Investor shouldn't find themselves shortchanged by Tesco
Tesco has long been the safe choice in the investor’s shopping basket and with the announcement today of 11.8% rise in annual profits to £2.8bn, retail stockbroker The Share Centre analyses whether Tesco will continue to be a safe bet for investors.Graham Spooner, Investment Adviser at The Share Centre comments: "Today's results indicate that Tesco still seems to know what the consumer wants and remains one of the more dynamic companies in British retailing. Tesco is becoming the one-stop-shop for customers, continuing to expand its product range with non-traditional supermarket items and services, such as Tesco Direct.
"Today's announcement shows Tesco has recovered from a poor first quarter of the year where Christmas trading figures were slightly behind market expectations.
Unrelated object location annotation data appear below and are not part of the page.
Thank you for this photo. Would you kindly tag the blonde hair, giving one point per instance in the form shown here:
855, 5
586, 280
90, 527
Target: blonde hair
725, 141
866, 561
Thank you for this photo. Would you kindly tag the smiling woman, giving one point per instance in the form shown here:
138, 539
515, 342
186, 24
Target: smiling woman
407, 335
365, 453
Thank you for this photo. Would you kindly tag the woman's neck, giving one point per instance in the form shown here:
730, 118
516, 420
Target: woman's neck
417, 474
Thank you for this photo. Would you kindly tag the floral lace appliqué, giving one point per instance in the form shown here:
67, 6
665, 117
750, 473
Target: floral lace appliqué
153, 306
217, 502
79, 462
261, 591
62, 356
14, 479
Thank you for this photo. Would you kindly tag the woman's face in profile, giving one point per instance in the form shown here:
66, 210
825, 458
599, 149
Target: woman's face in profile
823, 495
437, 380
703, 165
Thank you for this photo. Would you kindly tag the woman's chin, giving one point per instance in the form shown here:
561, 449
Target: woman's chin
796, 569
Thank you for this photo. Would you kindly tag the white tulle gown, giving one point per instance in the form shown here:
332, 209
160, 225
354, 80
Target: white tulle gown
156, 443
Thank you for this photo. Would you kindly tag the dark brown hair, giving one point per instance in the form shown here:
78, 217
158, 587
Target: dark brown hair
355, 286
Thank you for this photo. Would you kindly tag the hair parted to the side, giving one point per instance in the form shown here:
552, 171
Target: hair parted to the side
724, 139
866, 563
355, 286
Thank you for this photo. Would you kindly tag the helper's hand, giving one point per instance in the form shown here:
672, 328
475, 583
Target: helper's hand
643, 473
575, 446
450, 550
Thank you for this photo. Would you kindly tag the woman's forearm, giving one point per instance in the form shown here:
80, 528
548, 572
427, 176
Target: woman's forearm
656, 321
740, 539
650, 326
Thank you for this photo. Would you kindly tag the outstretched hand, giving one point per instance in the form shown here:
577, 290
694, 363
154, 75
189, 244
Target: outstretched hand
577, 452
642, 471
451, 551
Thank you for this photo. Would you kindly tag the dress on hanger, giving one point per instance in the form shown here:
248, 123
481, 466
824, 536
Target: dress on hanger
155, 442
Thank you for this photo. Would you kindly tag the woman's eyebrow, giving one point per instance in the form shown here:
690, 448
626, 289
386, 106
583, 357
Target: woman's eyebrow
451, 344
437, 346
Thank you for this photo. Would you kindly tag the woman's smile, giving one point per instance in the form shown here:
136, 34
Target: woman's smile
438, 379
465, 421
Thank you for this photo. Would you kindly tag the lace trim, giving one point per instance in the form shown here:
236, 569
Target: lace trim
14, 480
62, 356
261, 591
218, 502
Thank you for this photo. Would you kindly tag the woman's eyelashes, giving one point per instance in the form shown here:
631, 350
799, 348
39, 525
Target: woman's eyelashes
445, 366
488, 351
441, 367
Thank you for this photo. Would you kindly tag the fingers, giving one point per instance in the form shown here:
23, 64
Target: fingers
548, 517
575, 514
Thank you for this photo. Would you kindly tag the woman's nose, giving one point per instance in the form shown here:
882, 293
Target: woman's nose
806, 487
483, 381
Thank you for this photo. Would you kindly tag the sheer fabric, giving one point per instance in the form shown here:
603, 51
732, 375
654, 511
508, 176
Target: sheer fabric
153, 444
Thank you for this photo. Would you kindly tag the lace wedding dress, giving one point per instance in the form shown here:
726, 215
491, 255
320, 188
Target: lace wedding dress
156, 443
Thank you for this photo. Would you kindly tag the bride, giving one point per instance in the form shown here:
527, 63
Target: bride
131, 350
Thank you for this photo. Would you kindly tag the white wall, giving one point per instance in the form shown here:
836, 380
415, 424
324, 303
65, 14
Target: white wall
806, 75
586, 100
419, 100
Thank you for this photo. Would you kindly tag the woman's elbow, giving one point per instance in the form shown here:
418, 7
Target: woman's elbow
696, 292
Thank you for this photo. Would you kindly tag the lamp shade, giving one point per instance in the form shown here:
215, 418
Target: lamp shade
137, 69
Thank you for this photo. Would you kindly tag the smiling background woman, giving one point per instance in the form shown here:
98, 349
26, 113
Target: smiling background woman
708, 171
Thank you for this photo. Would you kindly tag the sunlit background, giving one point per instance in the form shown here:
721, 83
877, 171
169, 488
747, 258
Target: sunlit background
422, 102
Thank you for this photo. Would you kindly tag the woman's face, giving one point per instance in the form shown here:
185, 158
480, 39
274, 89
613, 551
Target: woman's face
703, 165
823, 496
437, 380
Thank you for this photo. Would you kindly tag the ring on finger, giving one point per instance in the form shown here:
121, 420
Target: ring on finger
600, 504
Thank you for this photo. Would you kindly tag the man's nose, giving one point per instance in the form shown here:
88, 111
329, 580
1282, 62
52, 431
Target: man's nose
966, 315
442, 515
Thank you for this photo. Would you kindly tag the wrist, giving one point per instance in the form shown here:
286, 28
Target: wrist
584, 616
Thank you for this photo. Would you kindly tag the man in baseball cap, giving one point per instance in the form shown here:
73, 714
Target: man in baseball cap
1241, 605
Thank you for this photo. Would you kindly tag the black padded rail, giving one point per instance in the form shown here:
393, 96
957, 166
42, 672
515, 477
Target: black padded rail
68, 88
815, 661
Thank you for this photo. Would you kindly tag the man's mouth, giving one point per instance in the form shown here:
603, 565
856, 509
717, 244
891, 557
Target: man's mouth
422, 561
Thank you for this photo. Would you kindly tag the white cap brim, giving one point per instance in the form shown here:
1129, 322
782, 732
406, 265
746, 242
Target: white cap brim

Its success has largely been down to a consistent and well executed strategy, concentrating on keeping prices down, margins steady and extending range and volume. Whilst, the overall retail sector has underperformed in recent months, Tesco continues to set the pace within the industry leaving the likes of Sainsbury's in it wake.
"For the investor, Tesco has historically been the safer, more defensive share that you can have in your portfolio and sleep fairly easy at night knowing that it should perform.
"Whilst we still view it as a good defensive share, recent overseas expansion in China, Turkey, Eastern Europe and the US - where they have 60 convenience Fresh & Easy stores - have added some risk for the investor. Despite this, those looking for a lower risk share may well consider adding Tesco to their shopping basket when reviewing their portfolio."